The finding from an EY survey comes as the total reported deal value for oil-and-gas transactions in 2017 hit US$344 billion (S$467 billion), with upstream deal value at its second highest over the past five years.
Notably, oil majors with significant cash-flow needs are divesting mature or late-life assets while snapping up and consolidating their position in key basins.
This is reflected in the numbers: In 2017, divestments by oil majors of over US$23.1 billion was on a par with acquisitions of US$23.2 billion.
"They wish to divest, in order to invest," EY said. "Fluctuating commodity prices have led to an increased focus on capital allocation for oil and gas companies making long-term investment decisions against a global backdrop of shifting energy trends, changes in both supply and demand and in the wider capital markets."
Oil and gas companies are making more frequent assessments of the market, asset types and areas of the value chain that offer the best opportunities.

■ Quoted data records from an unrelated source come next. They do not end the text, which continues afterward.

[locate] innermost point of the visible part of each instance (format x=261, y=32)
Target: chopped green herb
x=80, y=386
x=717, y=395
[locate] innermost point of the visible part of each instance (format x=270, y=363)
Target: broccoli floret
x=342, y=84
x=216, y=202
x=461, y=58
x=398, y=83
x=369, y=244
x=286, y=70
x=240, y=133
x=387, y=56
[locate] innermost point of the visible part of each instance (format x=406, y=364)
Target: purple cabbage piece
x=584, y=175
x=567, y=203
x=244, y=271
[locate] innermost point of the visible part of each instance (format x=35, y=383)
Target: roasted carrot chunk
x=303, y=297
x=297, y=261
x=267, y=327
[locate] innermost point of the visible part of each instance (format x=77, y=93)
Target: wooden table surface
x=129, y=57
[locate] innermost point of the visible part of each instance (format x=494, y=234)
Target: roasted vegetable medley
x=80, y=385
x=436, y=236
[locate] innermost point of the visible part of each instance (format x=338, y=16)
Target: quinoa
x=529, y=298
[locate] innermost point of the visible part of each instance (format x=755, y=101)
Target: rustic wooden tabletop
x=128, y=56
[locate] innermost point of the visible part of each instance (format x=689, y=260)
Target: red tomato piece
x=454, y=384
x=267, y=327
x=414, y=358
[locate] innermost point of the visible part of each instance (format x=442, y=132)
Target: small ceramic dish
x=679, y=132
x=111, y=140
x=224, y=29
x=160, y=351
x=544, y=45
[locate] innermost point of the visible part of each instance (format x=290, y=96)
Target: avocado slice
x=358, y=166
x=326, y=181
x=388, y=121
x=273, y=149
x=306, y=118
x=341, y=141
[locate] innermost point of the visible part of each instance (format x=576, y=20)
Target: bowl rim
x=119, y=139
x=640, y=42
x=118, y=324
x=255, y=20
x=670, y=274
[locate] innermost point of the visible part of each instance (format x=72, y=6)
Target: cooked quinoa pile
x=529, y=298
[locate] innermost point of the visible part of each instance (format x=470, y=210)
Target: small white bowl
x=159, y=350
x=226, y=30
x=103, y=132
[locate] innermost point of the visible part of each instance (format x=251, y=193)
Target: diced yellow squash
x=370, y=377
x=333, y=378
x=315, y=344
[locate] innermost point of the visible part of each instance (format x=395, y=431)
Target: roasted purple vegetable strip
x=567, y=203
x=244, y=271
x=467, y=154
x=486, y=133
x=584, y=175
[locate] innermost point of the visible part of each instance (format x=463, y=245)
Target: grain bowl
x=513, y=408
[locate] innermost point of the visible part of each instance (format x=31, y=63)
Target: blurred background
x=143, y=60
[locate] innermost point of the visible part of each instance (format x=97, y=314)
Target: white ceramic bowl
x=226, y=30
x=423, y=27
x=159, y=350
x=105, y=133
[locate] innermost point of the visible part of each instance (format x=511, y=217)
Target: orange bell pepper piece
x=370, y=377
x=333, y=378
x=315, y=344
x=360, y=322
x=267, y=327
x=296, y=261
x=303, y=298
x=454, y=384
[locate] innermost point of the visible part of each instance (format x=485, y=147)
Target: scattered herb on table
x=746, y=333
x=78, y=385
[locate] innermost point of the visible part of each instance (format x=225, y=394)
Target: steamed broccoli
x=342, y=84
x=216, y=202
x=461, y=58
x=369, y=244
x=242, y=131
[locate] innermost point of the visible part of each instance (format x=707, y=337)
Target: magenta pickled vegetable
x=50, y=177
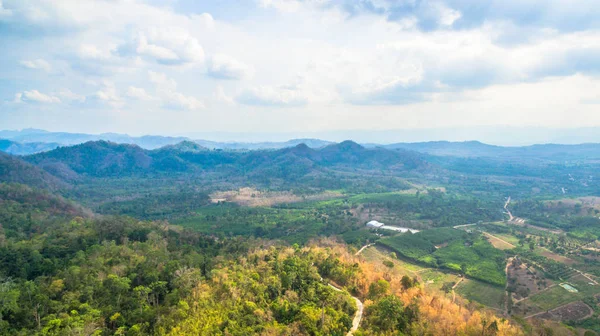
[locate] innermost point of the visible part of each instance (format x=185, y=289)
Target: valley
x=474, y=243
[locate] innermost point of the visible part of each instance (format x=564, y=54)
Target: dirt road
x=357, y=315
x=363, y=248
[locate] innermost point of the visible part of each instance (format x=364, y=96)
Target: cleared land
x=498, y=243
x=255, y=198
x=570, y=312
x=525, y=281
x=557, y=296
x=487, y=295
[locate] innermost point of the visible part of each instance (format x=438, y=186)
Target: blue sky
x=180, y=66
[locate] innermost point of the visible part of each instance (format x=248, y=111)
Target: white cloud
x=108, y=95
x=165, y=45
x=138, y=93
x=222, y=97
x=68, y=95
x=166, y=89
x=38, y=64
x=273, y=96
x=34, y=96
x=160, y=79
x=226, y=67
x=179, y=101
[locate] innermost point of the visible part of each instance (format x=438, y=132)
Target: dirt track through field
x=498, y=239
x=357, y=315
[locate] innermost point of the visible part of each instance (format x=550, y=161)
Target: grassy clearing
x=558, y=296
x=499, y=243
x=429, y=277
x=487, y=295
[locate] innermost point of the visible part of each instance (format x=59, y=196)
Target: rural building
x=375, y=224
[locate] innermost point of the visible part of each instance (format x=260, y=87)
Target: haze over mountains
x=32, y=141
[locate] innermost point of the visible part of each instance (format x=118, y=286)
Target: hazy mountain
x=553, y=152
x=312, y=143
x=14, y=170
x=102, y=159
x=64, y=138
x=16, y=148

The EY poll found that 60 per cent of executives review their portfolios at least twice a year, and in turn, more strategic decision-making is coming to the fore.
More than 85 per cent of oil and gas executives report that they plan to divest in the next two years.
Energy executives surveyed by EY who expect the global mergers and acquisitions market to improve in the next 12 months.
Almost all the executives polled by EY said the top divestment driver is the business unit's weak competitive position in the market, with oil majors disposing mature assets to strengthen their balance sheets and pay down debt.
There is also greater attention on the benefits of technology, with nine in 10 oil and gas companies looking to invest to improve operating efficiency and address changing customer needs. Over 95 per cent are using data analytics to assess the true value of certain assets.
EY noted that there has been "more innovative" deal structures, such as issuing shares in favour of cash. That has helped to drive more deal value.
"Other innovative deal structures that are now being used include deferred and contingent considerations in transactions rather than cash," it added. "This, in turn, implies that more risk-sharing is taking place, as headline valuations are being broken up by risk exposure."
The bullish view over M&A trends also comes as 90 per cent of oil and gas sector executives view global economic growth as improving or stable.
There are risks on the horizon: Respondents cited inflation and market volatility as the biggest concerns as well as oilfield services looking to renegotiate contracts at higher rates.